Una famiglia si avvicina alla cassa per ordinare il pranzo, i bambini parlottano tra loro escogitando chissà quale piano, le altre persone in coda conversano e si guardano intorno. La musica ci raggiunge come il mare che si adagia sul bagnasciuga per poi ritirarsi. È facile servirli.
Le voci rimbalzano intorno a me, sono allegre, confuse e chiassose. Il pranzo scivola verso il basso nella lista delle necessità.

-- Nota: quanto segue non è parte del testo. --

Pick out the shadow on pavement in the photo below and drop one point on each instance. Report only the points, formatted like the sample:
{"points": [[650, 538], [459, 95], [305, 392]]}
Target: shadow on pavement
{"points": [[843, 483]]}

Ora fioccano amari, caffè e luccicano sullo sfondo le prime avvisaglie di un’onda che presto ci travolgerà: è fatta di Gin Tonic, Gin Lemon, Moscow Mule, London Mule, Negroni, Vodka Lemon, Vodka Tonic, Americano, poi parole biascicate, sguardi sospesi, risate sonanti e sorrisi aperti.

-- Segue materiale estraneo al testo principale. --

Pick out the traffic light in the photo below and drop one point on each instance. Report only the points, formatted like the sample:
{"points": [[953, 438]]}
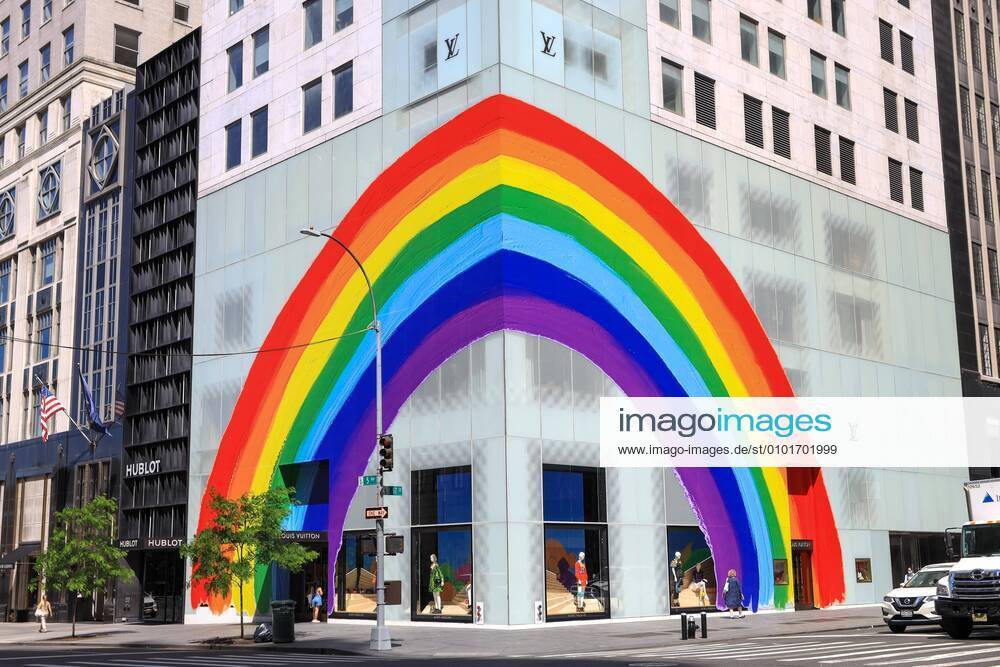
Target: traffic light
{"points": [[385, 452]]}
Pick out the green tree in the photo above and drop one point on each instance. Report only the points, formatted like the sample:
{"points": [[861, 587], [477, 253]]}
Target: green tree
{"points": [[245, 533], [81, 557]]}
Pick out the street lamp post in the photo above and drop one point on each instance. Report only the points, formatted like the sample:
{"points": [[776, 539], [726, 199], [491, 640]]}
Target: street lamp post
{"points": [[380, 640]]}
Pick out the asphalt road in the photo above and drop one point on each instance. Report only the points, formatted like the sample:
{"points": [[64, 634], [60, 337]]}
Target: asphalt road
{"points": [[849, 649]]}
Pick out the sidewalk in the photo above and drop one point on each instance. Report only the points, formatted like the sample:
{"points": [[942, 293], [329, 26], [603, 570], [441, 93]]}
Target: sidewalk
{"points": [[449, 640]]}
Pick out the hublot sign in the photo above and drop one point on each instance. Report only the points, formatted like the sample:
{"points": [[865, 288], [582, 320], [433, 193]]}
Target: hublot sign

L’energia che fluisce dal mio sguardo a quello di chi ho davanti è palpabile. Accolgo tutti con un sorriso e un vibrante e basilare saluto: “ciao, dimmi pure”. Interagisco con sguardi quieti e inquieti, pazienti e sulle spine, stanchi, annoiati, rilassati e ridenti. E’ facile servirli.
E’ facile, ma non semplice. Accogliere significa ergersi al di sopra del giudizio, accettando stati d’animo, insiste, richieste strampalate: “mi regali il cappello?” che io nemmeno indossavo; “ce la dai tu la pizza?” come se nascondessi margherite e diavole dentro la cassa. Oppure aiutare un ragazzo a raggiungere le sue agognate olive ascolane, spostandolo dalla fila fatta per venticinque minuti davanti al bancone che serve solo panini.

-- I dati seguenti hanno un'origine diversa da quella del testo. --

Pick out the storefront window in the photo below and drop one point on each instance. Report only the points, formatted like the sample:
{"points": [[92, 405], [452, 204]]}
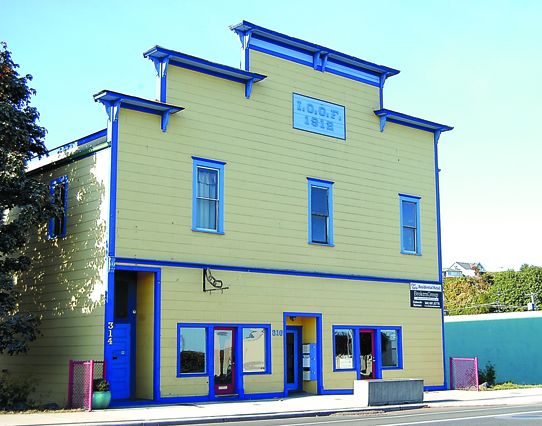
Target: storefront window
{"points": [[344, 348], [193, 352], [254, 350], [390, 355]]}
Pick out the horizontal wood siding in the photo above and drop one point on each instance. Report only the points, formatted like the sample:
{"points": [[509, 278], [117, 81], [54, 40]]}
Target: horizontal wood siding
{"points": [[66, 285], [265, 185], [263, 298]]}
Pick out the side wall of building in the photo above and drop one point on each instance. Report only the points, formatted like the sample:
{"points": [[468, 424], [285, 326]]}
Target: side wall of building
{"points": [[67, 283], [508, 341]]}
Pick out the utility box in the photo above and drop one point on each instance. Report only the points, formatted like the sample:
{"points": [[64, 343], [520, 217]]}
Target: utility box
{"points": [[388, 392]]}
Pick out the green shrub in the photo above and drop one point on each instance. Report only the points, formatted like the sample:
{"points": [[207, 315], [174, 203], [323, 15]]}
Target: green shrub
{"points": [[487, 374], [15, 390], [100, 385]]}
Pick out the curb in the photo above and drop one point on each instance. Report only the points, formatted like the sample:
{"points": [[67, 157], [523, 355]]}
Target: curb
{"points": [[249, 417]]}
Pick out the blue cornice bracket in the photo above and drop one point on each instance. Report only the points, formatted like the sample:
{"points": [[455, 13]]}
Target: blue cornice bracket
{"points": [[160, 65], [244, 37], [383, 121], [165, 119], [437, 135], [112, 109], [324, 61], [318, 57], [248, 87]]}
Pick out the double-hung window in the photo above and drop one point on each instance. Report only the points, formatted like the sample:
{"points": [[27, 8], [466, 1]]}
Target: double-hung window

Per accogliere le persone basta decidere cosa mettere a fuoco: bisogni assillanti, lamentele insistenti, risate sguaiate, urla e schiamazzi a due centimetri dal viso oppure mettere a fuoco il loro sguardo, ascoltare le loro parole, donando loro la nostra attenzione già spogliata di ogni giudizio. Pochi attimi di attenzione sono un lasso di tempo molto intenso e generano rispetto e gratitudine.
Decidere cosa mettere a fuoco cambia la realtà e il significato di ciò che stiamo vivendo.
Lo stimolo fotografico di oggi si concentra sulla messa a fuoco. Il focus selettivo ci permette di raccontare attraverso una scelta, decidendo cosa mostrare in nitidezza e cosa lasciare sfocato.